Dojadałem po świętach, teraz dojadam z rozpędu.. Od 4. maja wracam na dobre tory. Już nakupiłem zupek chińskich, żeby po treningu wcinać!
Zakwas jeszcze trochę trzyma, a chcę wydobrzeć do kolejnej sesji z masą ciałą (planuję ją jutro wykonać).
Dziś weszło:
KETTLE
goblet squat - 5x (16,20,24)
w superserii z
wyciskanie pochylone 2/2 (20,24,28)
wymachy jednorącz (24) - 5x10/10 - w 7min
TGU (24) - 5x1/1 - w niecałe 10min
+ mostki i rolka
40min
Goblety - ok
Pochylone - dobrze weszły. Moja ulubiona opcja to dwa powtórzenia. Pierwszy ustawia mi trajektorię lotu a drugi już taki idealny (niemal).
Wymachy - czułem, ale bez większego zmeczenia.
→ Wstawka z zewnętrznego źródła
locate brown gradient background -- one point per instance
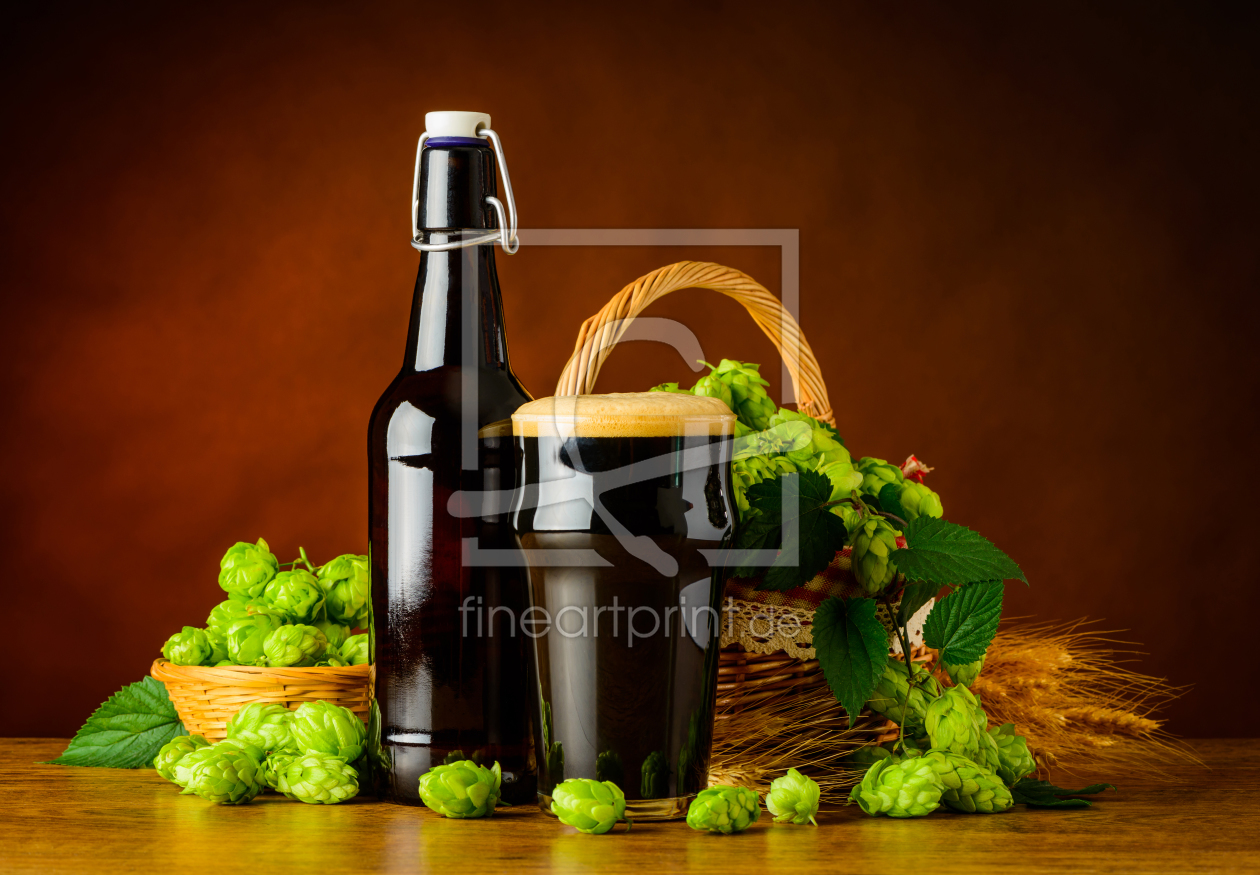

Trochę tętno podskoczyło
TGU - też ok, taka praktyka, choć nieco mnie znudziły
Mostki - spróbowałem kołyski na brzuchu - ledwo nogi mogę złapać... Zrobiłem mostek - dobrze się czułem. Komfortowo. Nie wiem jak to od boku wyglądało..
Coś mi jeszcze siedzi w kręgosłupie po 300 Maxwella.. po deck squatach.. jeszcze nie rozwałkowałem ani nic nie udało się z tym zrobić..
Miska na razie spoko:
3 jajka + kawa
bcaa - na treningu
białko na mleku po treningu
zaraz wpadnie zupa i pierogi (a może bez zupy, to więcej pierogów zmieszczę)
do pracy jeszcze nie wiem co..
W biedronce pojawiło się ciekawe masło - włoskie.. 4,99zł sztuka. Ładnie pachnie. Oj będzie kawa z masłem, ale chyba jutro dopiero (bo źle mi się z pierogami komponuje).